Originally published: September 16, 2008
Last updated: September 16, 2008 - 6:34pm
Congress must set goals for broadband rollout and speed, and increase financial incentives for broadband providers to expand and improve their networks, witnesses at a U.S. Senate hearing said Tuesday. The US trails behind several countries in both average broadband speed and broadband adoption, and the U.S. needs a national policy focused on increasing both those numbers, said Larry Cohen, president of the Communications Workers of America (CWA) labor union. Several witnesses offered support for the Broadband Data Improvement Act, a bill that would take several steps to improve data collection about broadband services across the U.S. "We don't even map out in our country where we stand on broadband," Cohen said. "Step one is we need to know where we stand." The full Senate hasn't voted on the act, which was introduced in May 2007. Rey Ramsey, chairman and CEO of One Economy, a nonprofit organization focused on bringing technology to low-income people, called on Congress to set broadband goals for the U.S. that don't exist in policy today.
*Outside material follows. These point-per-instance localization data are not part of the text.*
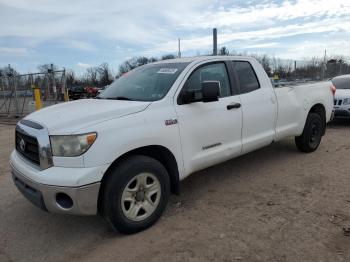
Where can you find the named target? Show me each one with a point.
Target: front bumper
(43, 187)
(84, 198)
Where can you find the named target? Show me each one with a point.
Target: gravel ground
(275, 204)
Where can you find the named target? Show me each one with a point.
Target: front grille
(28, 147)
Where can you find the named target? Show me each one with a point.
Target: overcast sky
(77, 34)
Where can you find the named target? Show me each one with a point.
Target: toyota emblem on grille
(22, 145)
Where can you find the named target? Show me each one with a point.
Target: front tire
(135, 194)
(312, 134)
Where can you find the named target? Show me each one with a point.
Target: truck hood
(67, 118)
(342, 93)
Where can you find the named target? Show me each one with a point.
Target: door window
(210, 72)
(247, 79)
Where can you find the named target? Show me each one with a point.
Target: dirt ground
(275, 204)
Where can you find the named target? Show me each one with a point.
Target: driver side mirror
(210, 91)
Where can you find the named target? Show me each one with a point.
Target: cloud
(100, 30)
(83, 65)
(13, 51)
(76, 44)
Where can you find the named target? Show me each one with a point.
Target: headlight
(71, 145)
(346, 101)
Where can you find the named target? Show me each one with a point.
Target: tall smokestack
(215, 41)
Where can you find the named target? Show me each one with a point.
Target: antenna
(215, 41)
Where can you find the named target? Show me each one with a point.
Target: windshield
(145, 83)
(342, 82)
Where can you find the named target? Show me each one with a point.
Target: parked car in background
(91, 91)
(76, 92)
(123, 153)
(342, 96)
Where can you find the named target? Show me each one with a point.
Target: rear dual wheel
(312, 134)
(135, 194)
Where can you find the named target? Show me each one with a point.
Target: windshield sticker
(167, 71)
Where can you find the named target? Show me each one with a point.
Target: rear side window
(247, 79)
(210, 72)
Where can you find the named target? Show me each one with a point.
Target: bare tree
(44, 68)
(104, 74)
(224, 51)
(91, 75)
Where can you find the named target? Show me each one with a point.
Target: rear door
(258, 107)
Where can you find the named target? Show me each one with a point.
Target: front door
(210, 132)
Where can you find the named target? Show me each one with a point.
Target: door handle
(233, 106)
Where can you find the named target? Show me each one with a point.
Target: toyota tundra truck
(123, 153)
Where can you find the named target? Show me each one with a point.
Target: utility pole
(215, 41)
(324, 64)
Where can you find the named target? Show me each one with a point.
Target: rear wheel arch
(160, 153)
(321, 111)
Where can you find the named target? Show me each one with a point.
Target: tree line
(315, 68)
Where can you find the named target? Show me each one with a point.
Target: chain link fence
(17, 96)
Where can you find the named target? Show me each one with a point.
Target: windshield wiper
(121, 98)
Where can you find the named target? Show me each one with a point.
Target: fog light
(64, 201)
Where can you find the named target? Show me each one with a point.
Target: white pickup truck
(122, 154)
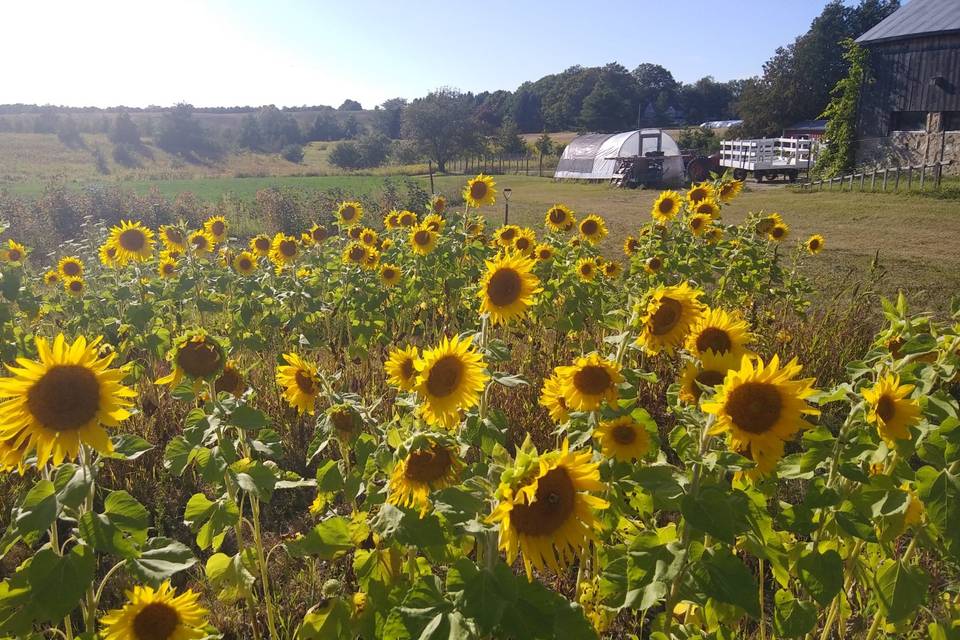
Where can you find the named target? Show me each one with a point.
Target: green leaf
(793, 618)
(328, 540)
(900, 588)
(821, 574)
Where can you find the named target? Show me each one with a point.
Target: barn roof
(916, 18)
The government needs to also focus on broadband applications, such as telemedicine and distance learning, that will drive broadband adoption and private investment, he said. "We are falling behind," he said. "We're not doing enough in applications." Senators offered little pushback on the witnesses' calls for a national broadband policy. However, some conservatives, broadband providers and free-market think tanks have questioned broadband statistics showing the U.S. is behind several other industrialized nations in broadband adoption.